Georges Aperghis, Le Corps Á Corps (1982)
Le Corps Á Corps (literally 'body to body' or also 'neck and neck') takes place at a race car track. The performer plays many different roles, from the driver to the sports commentators to the audience and even the car itself. As the drama unfolds and intensifies, the musical gestures speed up and become gradually closer and closer together until they seem to crash into each other. Periodically the music is interrupted by long periods of silence which seem to serve to freeze frame the action and prolong the tension of that single moment. Scored for zarb (an small hand held Arabic drum) and spoken voice with numerous instructions for the performer's physical movements, this piece treads the thin line between music and theater.
Text (translation from French by Matthew Gold):
II. Le Récit
Before ten o'clock.
Before ten o'clock, surrounding the body.
Before ten o'clock, surrounding the body, having already run the length of the track, two sides, body to body.

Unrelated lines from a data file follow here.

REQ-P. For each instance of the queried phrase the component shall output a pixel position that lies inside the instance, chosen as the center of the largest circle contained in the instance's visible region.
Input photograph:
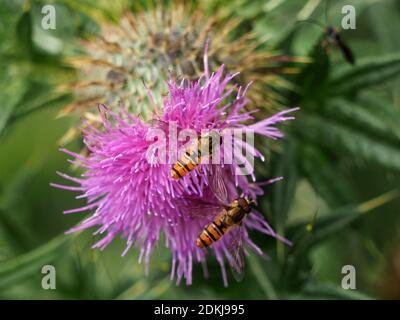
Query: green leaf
(262, 277)
(330, 291)
(10, 94)
(322, 173)
(15, 270)
(367, 72)
(24, 32)
(378, 121)
(329, 224)
(348, 140)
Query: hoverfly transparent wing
(235, 255)
(217, 185)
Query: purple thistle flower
(139, 200)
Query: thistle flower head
(135, 197)
(150, 44)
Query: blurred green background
(339, 157)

Before ten o'clock, surrounding the body, having already run the length of the track, two sides, body to body, the only visible action took place at the starting line where now and then a chariot surged, grasping the glittering helmet, bounding forward, wounding his arm, with each cloud of dust, and he descended, staggering from his burden that the pit crew rushed to fill with gasoline and to re-launch onto the track, with a clean rag upon his fresh wound, on his arm the blood flowing, immense cheers arise.

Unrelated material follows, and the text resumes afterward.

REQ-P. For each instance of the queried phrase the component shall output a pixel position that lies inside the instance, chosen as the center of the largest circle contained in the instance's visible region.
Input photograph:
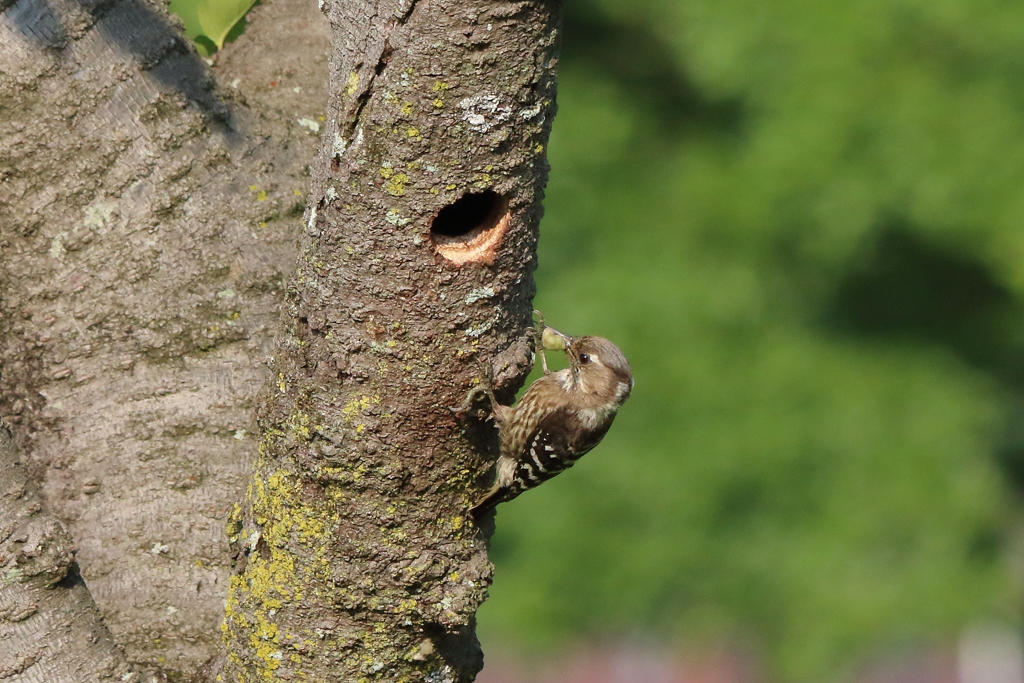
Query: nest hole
(469, 229)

The bronze digging into the crack of the breast-plate, plunges into the entrails.
For another eighty kilometers of the circuit.
For another hour of brutal madness.
The bronze plate bracing their chests resonates horrifically, and from it spills a black blood that they wash with tepid water.
III. La Lutte - The Struggle
Georges Aperghis was born in Athens, Greece, on December 23, 1945. His father Achilles, a sculptor, and his mother Irene, a painter, gave him a rich artistic background in post-war Greece and allowed him great freedom, providing the basis for what has become a highly original, independent career as a composer. Mainly self-taught, Aperghis divided his interest between painting and music. By 1963, he had decided to give up painting and settled in Paris to continue studying music. His earliest works show the influence both of serialism and of Xenakis, and he soon gravitated towards the work of John Cage and Mauricio Kagel and towards the theatre. In 1971, Aperghis composed La tragique histoire du nécromancien Hieronimo et de son miroir, for two women's voices, speaking and singing, lute and cello. It was his first attempt at music theatre, demonstrating a fascination with the relationship between music, words and the stage, which he continues to explore today. Since 1976, he has divided his time between three central passions. After founding the Atelier Théâtre et Musique (ATEM), based in Bagnolet for 15 years, now in Nanterre, he completely changed his approach to composition. He began creating performances that used both actors and musicians; he based works on everyday events transported to a poetic, often absurd and satirical world. He treated voice, instrument, movement, text and staging equally, eschewing standard theatrical and orchestral hierarchies. A prolific and unfailingly inventive composer, Aperghis has produced over 100 works, highly personal and unclassifiable, serious but not lacking in humor, following tradition but free of institutional constraints.